RadarBali.com – Ancaman memotong akses air bersih yang diambil dalam Paruman Banjar di Desa Penglatan, pekan lalu, benar-benar teralisasi.
Akses air bersih bagi keluarga Nyoman Supama yang notabene ahli waris Nengah Koyan, benar-benar diputus.
Gara-garanya, Nengah Koyan menggugat sebidang lahan yang kini diatasnya berdiri Kantor Perbekel Penglatan. Belakangan gugatan itu dimenangkan oleh keluarga Nengah Koyan.
Pemutusan sambungan air minum itu dimulai sejak Jumat (22/9) pekan lalu. Pemutusan sambungan berdasar atas surat Perbekel Penglatan Nyoman Budarsa nomor 880/132/Pem/IX/2017 tanggal 20 September 2017.
Tercatat ada tiga orang yang diputus sambungan airnya. Mereka adalah Nyoman Supama, Ketut Sanggra, dan Ketut Budastra. Ketiganya adalah ahli waris dari Nengah Koyan.
Dalam surat itu, Perbekel Budarsa menyatakan pihaknya memutus sementara status pelanggan pada unit usaha air minum “Udaka Sari” milik Pemdes Penglatan.
Pemutusan itu akan berlangsung selama proses banding, maupun proses hukum lain yang lebih tinggi.
Tak cukup itu saja. Nyoman Supama juga diberhentikan dari jabatannya sebagai Koordinator Teknis Pengelola Air Bersih Udaka Sari Desa Penglatan.
Pemberhentian itu tertuang dalam SK Perbekel Penglatan Nomor 25 tahun 2017. Supama juga diberhentikan sebagai anggota Lembaga Pemberdayaan Masyarakat (LPM) Penglatan lewat SK Perbekel Penglatan Nomor 24 tahun 2017.
Lantaran akses air minum disegel, Supama ini kini harus kerja keras mencari air bersih. Tiap hari ia harus meminta air bersih pada kerabatnya yang tinggal di luar Desa Penglatan.
Kebutuhan air itu untuk mengatasi masalah MCK di areal rumah saja. Sementara untuk mandi dan mencuci pakaian, ia lakukan di sungai desa.
Kondisi itu dianggap sangat merugikan dan sangat tak manusiawi. Apalagi ia memiliki seorang cucu yang baru berusia sebulan, sehingga membutuhkan air yang benar-benar higienis.
“Kami cari air ke keluarga di luar desa saja. Kalau kami minta ke tetangga, khawatirnya mereka juga kena imbas. Terus terang saja, perlakuan ini sangat tidak manusiawi bagi keluarga kami. Syukurnya kerabat kami di luar desa masih simpati dengan kami,” kata Supama.
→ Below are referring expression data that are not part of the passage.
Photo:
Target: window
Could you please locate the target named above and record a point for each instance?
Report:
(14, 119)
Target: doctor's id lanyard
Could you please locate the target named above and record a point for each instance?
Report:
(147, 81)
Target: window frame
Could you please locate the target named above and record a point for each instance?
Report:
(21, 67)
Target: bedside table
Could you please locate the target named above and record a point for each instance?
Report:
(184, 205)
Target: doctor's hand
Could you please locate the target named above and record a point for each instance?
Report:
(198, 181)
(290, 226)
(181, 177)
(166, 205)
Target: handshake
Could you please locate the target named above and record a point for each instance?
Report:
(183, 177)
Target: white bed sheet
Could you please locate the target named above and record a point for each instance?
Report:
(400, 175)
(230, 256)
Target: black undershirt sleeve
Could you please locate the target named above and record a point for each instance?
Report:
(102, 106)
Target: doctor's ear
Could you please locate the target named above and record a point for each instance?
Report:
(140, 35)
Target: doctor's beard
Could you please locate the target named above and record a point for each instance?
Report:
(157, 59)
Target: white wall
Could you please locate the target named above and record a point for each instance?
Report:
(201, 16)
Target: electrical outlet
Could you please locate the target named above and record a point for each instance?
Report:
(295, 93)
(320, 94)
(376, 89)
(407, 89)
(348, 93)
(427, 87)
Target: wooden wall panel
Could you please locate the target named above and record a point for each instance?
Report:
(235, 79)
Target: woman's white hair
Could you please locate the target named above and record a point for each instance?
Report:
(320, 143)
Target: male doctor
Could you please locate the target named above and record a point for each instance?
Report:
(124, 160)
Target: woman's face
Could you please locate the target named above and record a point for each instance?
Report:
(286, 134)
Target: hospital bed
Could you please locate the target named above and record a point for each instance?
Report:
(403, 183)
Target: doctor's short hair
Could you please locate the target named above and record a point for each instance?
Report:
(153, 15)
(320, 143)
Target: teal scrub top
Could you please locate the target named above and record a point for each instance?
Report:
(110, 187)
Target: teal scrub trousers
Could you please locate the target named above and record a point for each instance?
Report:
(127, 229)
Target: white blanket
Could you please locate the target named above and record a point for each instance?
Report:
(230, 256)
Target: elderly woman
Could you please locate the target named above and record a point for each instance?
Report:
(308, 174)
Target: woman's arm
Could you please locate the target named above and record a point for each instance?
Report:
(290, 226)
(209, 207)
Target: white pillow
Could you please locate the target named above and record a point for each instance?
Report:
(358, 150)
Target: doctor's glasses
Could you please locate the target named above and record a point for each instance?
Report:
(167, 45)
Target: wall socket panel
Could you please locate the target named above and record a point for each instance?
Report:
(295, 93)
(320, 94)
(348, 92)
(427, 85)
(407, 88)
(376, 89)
Supama menilai dirinya diperlakukan sewenang-wenang dalam masalah ini. Apalagi dulunya ia adalah perintis unit air minum di desa setempat.
Ia juga merasa tidak melakukan pelanggaran administrasi sebagaimana diatur dalam peraturan usaha. Belakangan ia justru diputus sebagai pelanggan tanpa alasan yang jelas.
“Setahu saya pelanggan itu bisa diputus kalau nunggak bayar air minum selama tiga bulan berturut-turut. Itu juga harus ada surat peringatan dulu. Saya tidak pernah nunggak bayar air minum kok,” imbuhnya.
Supama sendiri hanya bisa bersabar menghadapi sanksi tersebut. Ia masih berusaha mencari sumber air lain, untuk memenuhi kebutuhan air minum bagi keluarganya.
Asal tahu saja, keluarga Nengah Koyan mengajukan gugatan pada sebidang lahan seluas 300 meter persegi yang di atasnya berdiri Kantor Perbekel Penglatan.
Nengah Koyan mengklaim memiliki bidang tanah itu miliknya, dan menjadi bagian lahan milik Koyan yang seluruhnya memiliki luas 1.900 meter persegi.
Setelah melalui proses persidangan di PN Singaraja, Nengah Koyan dinyatakan menang melalui putusan Nomor 83/Pdt.G/2017/PN Sgr.
Belakangan pihak desa berencana mengambil langkah banding hingga upaya terakhir, yakni peninjauan kembali (PK).
Selain mengambil langkah banding, desa juga memutus sementara sambungan air minum keluarga Nengah Koyan.
Keputusan itu diambil melalui paruman yang dilakukan di SMPN 5 Singaraja, pada Minggu (17/9) lalu.